Support for top-level array JSON structured messag...

epselon · 11-01-2024 02:48 PM

Hello,

We have a product that ships log messages to a file in a top level nested JSON array - example:

[{"test": "testing","hostname":"hostname1"},{"test":"testing","hostname":"hostname2"}]

We need a parser that can break out each individual event delimited by the comma to its own event. The built-in JSON parser only recognizes JSON events individually it seems and does not recognize the top level array even though a top level array JSON is valid JSON.

Please assist or point me to a good direction.

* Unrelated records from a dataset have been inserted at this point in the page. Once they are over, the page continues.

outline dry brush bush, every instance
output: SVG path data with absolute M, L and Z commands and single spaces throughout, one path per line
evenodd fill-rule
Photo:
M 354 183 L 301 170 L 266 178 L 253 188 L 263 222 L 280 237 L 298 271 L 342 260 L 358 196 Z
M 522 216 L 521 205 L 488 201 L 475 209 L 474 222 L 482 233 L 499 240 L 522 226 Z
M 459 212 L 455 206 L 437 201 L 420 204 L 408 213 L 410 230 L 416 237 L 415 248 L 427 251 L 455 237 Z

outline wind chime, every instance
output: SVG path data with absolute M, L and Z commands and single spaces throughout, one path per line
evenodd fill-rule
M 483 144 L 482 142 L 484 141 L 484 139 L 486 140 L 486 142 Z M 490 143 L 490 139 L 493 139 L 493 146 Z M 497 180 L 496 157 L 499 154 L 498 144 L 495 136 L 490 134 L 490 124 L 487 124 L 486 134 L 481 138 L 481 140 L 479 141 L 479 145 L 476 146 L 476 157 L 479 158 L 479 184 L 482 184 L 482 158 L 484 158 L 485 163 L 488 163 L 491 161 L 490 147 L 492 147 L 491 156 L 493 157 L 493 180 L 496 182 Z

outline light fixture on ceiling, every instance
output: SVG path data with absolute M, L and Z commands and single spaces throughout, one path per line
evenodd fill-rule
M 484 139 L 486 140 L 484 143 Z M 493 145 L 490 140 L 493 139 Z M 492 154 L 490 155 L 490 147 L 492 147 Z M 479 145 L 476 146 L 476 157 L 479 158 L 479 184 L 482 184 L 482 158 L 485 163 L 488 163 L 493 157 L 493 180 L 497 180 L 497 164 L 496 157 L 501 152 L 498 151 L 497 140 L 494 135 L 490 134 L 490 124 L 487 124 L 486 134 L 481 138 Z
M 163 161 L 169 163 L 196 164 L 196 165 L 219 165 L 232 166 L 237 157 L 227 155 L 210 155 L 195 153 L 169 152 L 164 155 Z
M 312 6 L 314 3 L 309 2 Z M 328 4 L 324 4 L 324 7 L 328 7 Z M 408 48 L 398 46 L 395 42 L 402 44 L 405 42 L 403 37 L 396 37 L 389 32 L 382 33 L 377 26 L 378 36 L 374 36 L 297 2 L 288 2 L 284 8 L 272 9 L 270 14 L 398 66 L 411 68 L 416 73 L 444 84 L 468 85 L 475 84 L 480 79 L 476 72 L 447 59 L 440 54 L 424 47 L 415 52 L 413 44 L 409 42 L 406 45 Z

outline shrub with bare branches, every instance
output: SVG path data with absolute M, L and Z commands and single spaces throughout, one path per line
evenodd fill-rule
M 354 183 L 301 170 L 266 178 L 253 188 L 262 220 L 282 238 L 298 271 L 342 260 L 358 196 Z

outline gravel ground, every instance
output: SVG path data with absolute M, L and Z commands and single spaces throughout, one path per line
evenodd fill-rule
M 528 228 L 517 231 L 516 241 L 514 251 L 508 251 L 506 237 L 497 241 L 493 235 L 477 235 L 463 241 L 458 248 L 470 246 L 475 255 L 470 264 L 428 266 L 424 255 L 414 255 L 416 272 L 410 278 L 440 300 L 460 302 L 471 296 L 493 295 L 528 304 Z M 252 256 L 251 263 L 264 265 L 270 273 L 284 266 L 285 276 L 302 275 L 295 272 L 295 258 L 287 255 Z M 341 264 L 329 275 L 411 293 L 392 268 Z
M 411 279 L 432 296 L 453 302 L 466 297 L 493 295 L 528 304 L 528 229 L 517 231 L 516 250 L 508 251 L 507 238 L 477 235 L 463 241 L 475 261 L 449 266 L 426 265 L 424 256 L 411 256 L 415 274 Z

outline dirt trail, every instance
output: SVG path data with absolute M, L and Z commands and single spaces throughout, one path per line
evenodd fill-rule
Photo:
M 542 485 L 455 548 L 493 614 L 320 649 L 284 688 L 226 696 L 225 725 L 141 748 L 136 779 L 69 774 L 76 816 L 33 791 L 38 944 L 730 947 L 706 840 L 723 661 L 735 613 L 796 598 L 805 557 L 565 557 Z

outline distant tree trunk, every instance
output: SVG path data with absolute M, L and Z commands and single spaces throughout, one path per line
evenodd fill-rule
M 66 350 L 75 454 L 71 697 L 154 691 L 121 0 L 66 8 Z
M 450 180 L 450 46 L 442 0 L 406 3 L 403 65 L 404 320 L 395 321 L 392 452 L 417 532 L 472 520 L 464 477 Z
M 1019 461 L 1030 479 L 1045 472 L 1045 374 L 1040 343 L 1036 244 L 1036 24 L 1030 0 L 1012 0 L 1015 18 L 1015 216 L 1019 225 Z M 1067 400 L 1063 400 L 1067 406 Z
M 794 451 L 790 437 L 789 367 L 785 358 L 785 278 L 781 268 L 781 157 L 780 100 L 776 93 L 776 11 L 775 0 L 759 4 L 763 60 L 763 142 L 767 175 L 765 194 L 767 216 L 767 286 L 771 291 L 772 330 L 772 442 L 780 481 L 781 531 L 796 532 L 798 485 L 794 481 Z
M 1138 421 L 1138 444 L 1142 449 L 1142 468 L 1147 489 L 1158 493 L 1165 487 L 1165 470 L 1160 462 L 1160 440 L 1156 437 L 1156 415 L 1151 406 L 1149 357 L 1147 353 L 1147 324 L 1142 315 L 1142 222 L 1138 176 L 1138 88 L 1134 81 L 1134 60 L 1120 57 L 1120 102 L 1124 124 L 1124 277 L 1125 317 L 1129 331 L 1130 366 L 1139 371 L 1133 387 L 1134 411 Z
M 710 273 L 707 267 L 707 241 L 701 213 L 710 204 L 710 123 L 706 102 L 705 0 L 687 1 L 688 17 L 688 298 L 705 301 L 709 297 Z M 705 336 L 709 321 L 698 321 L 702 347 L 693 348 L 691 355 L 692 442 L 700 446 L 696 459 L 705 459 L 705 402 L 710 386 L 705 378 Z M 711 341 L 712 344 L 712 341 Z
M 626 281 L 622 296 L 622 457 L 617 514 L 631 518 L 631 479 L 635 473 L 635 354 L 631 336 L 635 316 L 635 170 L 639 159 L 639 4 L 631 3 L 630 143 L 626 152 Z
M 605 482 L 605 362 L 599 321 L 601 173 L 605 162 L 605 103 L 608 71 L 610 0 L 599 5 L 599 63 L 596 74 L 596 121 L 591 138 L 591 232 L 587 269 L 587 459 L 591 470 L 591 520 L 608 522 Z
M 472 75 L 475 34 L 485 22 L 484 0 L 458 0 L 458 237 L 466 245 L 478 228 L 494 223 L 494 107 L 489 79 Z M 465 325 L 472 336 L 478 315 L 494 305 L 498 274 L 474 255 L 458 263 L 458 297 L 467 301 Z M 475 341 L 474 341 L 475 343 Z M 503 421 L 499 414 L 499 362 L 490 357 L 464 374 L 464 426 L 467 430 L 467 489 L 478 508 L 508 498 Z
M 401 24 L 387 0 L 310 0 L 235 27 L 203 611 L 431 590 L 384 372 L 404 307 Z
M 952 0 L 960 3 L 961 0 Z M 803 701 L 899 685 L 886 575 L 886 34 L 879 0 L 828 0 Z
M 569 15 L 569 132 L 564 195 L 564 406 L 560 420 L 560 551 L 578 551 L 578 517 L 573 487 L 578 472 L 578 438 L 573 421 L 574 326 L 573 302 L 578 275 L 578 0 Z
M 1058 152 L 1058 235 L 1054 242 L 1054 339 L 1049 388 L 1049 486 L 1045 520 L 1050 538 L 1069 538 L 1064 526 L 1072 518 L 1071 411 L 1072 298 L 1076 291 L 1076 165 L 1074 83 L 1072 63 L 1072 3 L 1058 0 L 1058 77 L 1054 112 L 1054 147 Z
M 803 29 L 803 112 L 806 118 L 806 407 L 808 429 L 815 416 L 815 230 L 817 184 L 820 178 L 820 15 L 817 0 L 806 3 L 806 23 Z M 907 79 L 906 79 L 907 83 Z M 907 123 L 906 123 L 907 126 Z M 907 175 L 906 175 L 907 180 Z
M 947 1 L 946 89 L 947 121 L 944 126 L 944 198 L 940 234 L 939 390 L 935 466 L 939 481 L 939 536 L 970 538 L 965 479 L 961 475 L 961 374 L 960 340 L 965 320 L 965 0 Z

In Logstash we can use the "split" function to assist with this.

ionutm

You're facing a common challenge with ingesting logs that have a top-level JSON array into Google Cloud's SecOps. SecOps's built-in JSON parser expects individual JSON objects, not an array of them. Here's how we might be able to tackle this:

1. Pre-processing is Key and preferred

The most efficient and recommended approach is to pre-process your logs before they reach SecOps SIEM. This reduces the processing load on SecOps and makes ingestion smoother. Here are a few ways to do that:

Modify the Source: If you have control over the product generating these logs, the ideal solution is to modify it to output each JSON object as a separate event.
Leverage Log Shippers: Use a log shipper like Fluentd or Filebit to split the log entries. These tools offer powerful parsing and transformation capabilities:
- Fluentd: You can use Fluentd's record_transformer plugin with the jq filter to split the array.
- Filebit: Filebit's processors allow you to split events using delimiters or more complex regular expressions.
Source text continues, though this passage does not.